The definitive history of the military's decades-long investigation into mental powers and phenomena, from the author of Pulitzer Prize finalist The Pentagon's Brain and international bestseller Area 51.

This is a book about a team of scientists and psychics with top secret clearances.

For more than forty years, the U.S. government has researched extrasensory perception, using it in attempts to locate hostages, fugitives, secret bases, and downed fighter jets, to divine other nations' secrets, and even to predict future threats to national security. The intelligence agencies and military services involved include CIA, DIA, NSA, DEA, the Navy, Air Force, and Army-and even the Joint Chiefs of Staff.

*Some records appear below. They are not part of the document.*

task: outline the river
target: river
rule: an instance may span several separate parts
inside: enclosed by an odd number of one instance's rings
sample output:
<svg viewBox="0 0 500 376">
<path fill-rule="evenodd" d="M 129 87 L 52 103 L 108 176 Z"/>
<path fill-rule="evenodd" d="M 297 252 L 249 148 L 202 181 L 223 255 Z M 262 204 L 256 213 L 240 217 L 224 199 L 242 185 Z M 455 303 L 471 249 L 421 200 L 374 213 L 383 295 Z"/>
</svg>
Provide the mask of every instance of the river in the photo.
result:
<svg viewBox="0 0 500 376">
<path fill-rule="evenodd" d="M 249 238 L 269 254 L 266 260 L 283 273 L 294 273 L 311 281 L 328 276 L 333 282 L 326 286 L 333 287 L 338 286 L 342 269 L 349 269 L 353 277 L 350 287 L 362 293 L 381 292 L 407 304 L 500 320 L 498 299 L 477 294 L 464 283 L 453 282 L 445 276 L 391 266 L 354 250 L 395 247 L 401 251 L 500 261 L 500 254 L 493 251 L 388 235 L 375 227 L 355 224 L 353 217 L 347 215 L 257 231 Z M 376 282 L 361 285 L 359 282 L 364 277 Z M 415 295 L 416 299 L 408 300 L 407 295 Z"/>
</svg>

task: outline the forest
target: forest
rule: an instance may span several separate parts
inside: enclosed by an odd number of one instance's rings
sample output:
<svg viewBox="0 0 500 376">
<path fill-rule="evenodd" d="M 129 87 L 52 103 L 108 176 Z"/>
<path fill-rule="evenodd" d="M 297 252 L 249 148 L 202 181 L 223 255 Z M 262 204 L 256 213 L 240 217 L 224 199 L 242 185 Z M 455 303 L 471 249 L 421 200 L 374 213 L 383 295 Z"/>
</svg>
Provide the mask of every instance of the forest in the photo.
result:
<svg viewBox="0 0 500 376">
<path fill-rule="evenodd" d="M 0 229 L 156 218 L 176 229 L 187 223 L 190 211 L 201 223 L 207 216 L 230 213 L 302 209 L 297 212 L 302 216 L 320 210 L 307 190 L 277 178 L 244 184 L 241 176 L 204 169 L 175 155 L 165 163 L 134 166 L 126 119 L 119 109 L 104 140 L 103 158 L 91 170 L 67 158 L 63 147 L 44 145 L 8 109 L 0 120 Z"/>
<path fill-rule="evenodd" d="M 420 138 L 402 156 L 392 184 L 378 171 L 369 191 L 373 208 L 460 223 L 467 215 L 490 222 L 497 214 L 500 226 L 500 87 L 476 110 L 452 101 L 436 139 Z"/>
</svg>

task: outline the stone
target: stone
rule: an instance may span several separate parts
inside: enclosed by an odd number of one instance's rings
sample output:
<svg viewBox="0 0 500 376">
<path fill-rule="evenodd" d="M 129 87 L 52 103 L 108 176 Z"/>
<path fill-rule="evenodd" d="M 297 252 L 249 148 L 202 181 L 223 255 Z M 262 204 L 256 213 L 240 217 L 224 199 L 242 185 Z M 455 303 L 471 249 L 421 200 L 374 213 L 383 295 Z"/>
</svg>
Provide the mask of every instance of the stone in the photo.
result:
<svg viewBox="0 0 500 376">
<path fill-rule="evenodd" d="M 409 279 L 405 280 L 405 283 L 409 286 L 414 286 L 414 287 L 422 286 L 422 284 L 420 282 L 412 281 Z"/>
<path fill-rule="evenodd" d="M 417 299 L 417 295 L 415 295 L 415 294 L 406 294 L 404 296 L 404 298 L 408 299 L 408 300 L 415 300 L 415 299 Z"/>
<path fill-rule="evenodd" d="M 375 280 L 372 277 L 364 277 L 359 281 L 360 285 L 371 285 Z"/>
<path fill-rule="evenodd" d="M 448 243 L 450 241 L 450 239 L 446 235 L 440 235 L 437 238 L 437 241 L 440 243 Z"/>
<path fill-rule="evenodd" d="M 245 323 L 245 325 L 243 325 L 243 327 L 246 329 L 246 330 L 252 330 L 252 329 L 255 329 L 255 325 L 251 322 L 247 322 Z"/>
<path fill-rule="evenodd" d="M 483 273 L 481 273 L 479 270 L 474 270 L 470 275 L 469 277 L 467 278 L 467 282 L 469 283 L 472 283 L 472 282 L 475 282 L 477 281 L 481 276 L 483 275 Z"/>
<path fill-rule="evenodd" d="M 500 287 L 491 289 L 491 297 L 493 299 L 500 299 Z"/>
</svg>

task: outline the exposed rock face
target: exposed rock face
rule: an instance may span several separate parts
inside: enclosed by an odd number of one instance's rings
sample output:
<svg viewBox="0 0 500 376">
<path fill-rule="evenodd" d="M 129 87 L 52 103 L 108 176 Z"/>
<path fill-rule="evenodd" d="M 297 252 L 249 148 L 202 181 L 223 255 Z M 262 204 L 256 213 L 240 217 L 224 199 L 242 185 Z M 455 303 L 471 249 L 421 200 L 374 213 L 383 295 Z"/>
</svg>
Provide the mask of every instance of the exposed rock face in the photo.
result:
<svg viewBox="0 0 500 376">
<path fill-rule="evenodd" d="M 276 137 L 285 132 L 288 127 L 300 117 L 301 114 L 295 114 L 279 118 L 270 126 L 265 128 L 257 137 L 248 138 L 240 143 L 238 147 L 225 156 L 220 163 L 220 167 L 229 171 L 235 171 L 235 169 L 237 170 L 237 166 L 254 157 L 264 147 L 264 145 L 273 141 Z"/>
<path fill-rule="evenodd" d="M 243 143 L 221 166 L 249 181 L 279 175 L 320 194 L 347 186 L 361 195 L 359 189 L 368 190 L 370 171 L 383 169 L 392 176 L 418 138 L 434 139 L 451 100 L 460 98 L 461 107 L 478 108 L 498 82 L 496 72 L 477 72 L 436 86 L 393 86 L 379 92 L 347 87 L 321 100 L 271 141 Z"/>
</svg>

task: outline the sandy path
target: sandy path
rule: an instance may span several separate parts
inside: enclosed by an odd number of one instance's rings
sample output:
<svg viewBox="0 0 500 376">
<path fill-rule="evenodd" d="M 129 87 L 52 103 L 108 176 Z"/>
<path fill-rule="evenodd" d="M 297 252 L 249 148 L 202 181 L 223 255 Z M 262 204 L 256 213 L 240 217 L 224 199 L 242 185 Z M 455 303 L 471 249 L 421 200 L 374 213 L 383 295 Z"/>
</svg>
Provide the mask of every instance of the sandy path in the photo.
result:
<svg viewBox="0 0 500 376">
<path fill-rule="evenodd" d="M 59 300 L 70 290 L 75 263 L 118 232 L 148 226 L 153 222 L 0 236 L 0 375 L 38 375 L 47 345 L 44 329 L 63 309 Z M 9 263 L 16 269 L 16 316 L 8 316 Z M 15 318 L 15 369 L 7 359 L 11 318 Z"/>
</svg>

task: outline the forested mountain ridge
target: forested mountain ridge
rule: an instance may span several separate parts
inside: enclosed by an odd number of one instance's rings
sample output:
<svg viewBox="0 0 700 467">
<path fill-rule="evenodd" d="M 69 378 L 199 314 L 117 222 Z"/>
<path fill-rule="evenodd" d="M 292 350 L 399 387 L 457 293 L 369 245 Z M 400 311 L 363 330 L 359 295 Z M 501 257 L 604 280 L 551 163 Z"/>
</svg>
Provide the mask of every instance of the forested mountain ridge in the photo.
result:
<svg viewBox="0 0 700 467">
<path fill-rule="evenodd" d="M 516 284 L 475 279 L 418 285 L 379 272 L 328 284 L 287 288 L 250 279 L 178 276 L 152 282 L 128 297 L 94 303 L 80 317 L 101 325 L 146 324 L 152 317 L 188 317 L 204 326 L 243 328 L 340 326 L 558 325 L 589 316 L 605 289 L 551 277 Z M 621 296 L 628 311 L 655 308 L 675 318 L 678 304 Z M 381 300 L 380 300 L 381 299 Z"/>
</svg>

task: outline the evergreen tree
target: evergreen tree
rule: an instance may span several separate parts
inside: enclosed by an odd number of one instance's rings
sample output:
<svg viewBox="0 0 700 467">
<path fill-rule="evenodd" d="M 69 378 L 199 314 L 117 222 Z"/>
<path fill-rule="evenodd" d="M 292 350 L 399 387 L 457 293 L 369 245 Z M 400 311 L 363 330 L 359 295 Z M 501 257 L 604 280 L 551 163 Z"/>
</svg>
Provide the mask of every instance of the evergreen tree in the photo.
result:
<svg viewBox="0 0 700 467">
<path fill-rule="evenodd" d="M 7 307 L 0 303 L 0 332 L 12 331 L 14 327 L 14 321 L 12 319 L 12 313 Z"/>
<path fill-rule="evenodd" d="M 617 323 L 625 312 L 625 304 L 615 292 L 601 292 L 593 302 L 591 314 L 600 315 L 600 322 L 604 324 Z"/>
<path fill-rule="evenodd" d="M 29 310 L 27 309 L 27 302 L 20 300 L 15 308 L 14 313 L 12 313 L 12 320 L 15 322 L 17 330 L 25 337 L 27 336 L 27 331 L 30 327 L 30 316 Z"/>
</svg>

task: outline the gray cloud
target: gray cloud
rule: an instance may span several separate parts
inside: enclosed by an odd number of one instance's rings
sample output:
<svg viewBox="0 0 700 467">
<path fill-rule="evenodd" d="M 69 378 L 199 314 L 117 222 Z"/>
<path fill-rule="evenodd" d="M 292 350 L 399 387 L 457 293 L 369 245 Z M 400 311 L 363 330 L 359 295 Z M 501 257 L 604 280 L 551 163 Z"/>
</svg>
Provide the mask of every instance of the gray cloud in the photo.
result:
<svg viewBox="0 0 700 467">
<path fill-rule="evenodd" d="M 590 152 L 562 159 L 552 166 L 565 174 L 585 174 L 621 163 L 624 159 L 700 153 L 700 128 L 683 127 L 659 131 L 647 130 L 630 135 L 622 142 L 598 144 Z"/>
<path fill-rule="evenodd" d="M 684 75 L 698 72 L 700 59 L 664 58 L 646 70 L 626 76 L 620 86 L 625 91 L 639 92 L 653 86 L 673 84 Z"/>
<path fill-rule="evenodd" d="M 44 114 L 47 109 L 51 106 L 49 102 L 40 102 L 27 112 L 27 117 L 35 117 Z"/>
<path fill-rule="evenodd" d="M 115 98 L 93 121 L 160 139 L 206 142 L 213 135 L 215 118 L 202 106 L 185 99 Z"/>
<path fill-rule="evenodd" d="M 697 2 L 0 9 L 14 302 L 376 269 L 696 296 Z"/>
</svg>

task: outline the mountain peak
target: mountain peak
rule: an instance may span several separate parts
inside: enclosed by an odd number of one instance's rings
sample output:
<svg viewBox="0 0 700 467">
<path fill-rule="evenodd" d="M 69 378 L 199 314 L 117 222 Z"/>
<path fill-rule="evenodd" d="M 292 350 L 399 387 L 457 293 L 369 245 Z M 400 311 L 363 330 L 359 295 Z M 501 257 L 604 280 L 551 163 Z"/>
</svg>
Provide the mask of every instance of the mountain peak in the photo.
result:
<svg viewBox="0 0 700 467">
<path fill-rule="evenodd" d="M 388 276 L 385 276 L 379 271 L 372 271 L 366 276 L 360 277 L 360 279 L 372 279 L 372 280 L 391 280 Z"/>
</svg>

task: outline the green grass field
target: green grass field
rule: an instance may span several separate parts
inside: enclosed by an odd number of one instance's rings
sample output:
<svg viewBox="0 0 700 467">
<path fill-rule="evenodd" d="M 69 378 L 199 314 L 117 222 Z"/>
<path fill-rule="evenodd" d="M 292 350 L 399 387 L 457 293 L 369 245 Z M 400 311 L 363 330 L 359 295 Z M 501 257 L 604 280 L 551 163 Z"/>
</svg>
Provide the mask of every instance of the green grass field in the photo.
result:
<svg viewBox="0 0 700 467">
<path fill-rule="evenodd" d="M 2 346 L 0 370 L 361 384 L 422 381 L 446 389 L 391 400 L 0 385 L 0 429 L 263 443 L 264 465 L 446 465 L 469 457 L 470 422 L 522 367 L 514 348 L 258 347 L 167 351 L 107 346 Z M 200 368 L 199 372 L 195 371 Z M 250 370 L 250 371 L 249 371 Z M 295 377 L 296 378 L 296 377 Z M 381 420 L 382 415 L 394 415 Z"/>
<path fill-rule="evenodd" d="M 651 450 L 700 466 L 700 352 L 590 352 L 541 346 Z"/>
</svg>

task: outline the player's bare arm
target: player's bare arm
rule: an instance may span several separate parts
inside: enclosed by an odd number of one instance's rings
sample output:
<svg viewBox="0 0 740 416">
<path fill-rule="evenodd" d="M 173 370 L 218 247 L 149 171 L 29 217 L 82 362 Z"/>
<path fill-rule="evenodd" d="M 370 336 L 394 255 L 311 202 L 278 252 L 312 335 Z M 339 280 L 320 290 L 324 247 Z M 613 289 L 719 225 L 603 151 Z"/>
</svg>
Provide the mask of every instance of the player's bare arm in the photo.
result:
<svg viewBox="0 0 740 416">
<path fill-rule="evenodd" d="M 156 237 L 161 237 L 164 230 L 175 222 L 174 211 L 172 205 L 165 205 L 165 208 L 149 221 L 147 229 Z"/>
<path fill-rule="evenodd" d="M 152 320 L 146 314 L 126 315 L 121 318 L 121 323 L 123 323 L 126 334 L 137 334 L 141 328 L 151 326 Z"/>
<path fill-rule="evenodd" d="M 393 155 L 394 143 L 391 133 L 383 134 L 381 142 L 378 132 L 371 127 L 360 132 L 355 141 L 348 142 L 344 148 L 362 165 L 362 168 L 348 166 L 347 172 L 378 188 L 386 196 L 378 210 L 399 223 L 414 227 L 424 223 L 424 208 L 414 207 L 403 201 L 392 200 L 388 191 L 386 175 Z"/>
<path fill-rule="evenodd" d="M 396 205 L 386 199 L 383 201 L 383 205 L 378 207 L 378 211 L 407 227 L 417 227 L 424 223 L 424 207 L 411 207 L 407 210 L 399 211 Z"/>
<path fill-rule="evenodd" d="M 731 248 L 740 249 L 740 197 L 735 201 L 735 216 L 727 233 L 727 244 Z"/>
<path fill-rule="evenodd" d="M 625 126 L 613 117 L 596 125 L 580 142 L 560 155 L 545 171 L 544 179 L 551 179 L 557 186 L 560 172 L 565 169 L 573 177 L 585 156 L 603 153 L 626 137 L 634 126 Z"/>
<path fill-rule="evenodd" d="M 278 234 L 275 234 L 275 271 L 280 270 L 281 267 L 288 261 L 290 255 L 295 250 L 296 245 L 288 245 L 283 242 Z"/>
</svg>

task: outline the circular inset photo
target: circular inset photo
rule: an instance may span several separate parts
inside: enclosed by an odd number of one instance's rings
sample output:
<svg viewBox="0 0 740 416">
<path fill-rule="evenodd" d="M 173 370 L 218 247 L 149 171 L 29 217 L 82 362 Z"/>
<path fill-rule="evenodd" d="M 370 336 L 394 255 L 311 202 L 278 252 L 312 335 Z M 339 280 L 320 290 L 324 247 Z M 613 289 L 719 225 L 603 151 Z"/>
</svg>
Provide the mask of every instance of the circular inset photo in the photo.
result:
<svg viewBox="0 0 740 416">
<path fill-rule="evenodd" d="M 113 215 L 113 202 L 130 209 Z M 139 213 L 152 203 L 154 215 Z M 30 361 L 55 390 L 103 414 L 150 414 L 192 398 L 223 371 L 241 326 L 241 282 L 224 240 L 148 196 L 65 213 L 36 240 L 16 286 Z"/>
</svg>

Now, for the first time, New York Times bestselling author Annie Jacobsen tells the story of these radical, controversial programs, using never before seen declassified documents as well as exclusive interviews with, and unprecedented access to, more than fifty of the individuals involved. Speaking on the record, many for the first time, are former CIA and Defense Department scientists, analysts, and program managers, as well as the government psychics themselves.

Who did the U.S. government hire for these top secret programs, and how do they explain their military and intelligence work? How do scientists approach such enigmatic subject matter? What interested the government in these supposed powers and does the research continue? Phenomena is a riveting investigation into how far governments will go in the name of national security.